Любители-вестовщики передавали в редакцию «Отечественных Записок», какие статьи заготовляются на будущий номер и что говорится при этом, а затем, прибегая из редакции «Отечественных Записок», передавали, что там говорилось о «Современнике» и его издателях, конечно, с разными прибавлениями; все это делалось под видом живого участия.

Белинский сердился, что у Панаева бывает так много гостей.

— Придешь поговорить о деле, а у вас непротолченая труба народу!

Для меня, как хозяйки дома, было много хлопот. Я должна была принимать гостей, выслушивать всевозможные сплетни, заботиться об обедах, об ужинах и при этом по возможности экономить.

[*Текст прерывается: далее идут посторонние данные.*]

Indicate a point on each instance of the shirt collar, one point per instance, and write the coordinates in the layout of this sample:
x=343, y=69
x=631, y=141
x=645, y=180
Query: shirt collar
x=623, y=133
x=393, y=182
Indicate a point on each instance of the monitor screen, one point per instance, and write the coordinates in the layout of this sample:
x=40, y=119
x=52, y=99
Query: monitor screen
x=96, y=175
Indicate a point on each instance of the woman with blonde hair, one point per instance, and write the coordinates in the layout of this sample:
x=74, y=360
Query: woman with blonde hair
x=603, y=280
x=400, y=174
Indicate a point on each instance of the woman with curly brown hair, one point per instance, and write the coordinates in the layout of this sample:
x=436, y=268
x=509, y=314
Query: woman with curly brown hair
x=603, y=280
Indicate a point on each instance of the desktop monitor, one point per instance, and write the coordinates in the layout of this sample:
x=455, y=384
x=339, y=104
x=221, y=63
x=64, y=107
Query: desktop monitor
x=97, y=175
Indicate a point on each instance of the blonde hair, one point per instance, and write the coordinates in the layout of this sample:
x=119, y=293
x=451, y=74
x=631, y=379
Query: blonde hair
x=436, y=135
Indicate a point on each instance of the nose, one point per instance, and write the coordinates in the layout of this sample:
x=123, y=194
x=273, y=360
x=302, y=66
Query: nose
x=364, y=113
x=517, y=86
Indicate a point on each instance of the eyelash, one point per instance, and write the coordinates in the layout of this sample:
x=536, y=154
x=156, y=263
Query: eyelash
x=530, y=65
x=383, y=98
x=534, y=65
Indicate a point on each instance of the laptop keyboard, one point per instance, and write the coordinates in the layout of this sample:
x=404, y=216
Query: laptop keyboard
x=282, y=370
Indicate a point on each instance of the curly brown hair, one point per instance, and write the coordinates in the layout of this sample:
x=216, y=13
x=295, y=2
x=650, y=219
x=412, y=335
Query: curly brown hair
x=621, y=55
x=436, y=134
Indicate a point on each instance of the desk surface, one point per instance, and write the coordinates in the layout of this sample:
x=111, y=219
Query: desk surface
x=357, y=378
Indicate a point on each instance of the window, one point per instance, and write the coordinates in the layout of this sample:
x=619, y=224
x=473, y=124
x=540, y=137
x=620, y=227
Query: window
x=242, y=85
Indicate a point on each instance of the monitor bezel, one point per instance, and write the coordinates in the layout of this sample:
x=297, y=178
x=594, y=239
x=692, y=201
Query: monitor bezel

Не помню, в каком месяце, феврале или марте,[128] приехал в Петербург Герцен и остановился у нас. Я удивлялась, как Герцен мог обходиться без сна, потому что выпадали дни, когда он положительно не ложился в постель. Бывало, гости засидятся до двух, трех часов ночи, а он вдруг вздумает идти освежиться на воздух, возвращается часов в восемь утра и начинает стучаться ко мне в дверь, стыдя, что я так долго сплю, что уже пора пить чай. Когда я выходила, он пресерьезно говорил:

— Знаете ли, самая здоровая вещь — вставать рано утром; посмотрите, какой у меня свежий цвет лица, а все оттого, что я рано встаю.

Когда между Белинским и Герценом завязывался спор, то все присутствующие внимательно их слушали. Герцен, по живости своей натуры, не мог долго усидеть на одном месте и разговаривал всегда стоя. Если Белинский сильно горячился и закашливался, Герцен говорил какую-нибудь остроту, которая смешила Белинского и других, и спор делался хладнокровнее. Как-то раз, по уходе Белинского, Герцен заметил:

— Господа, а ведь у Белинского кашель-то скверный.

— Да, — отвечал Некрасов, — его кашель пугает нас; необходимо отправить его за границу лечиться.

— Как же вы обойдетесь без него? — спросил Герцен.

— Что делать, как-нибудь обойдемся, нельзя же запускать такой кашель. Ему вредно всякое волнение, а он из всякого пустяка в «Современнике» кипятится.

— Но ведь на отправку его понадобится порядочная сумма денег? — заметил Герцен.

— В этом году трудно будет его отправить, — сказал Панаев, — но на будущий год, вероятно, подписка на журнал увеличится, тогда и явится возможность отправить его лечиться. Только поедет ли?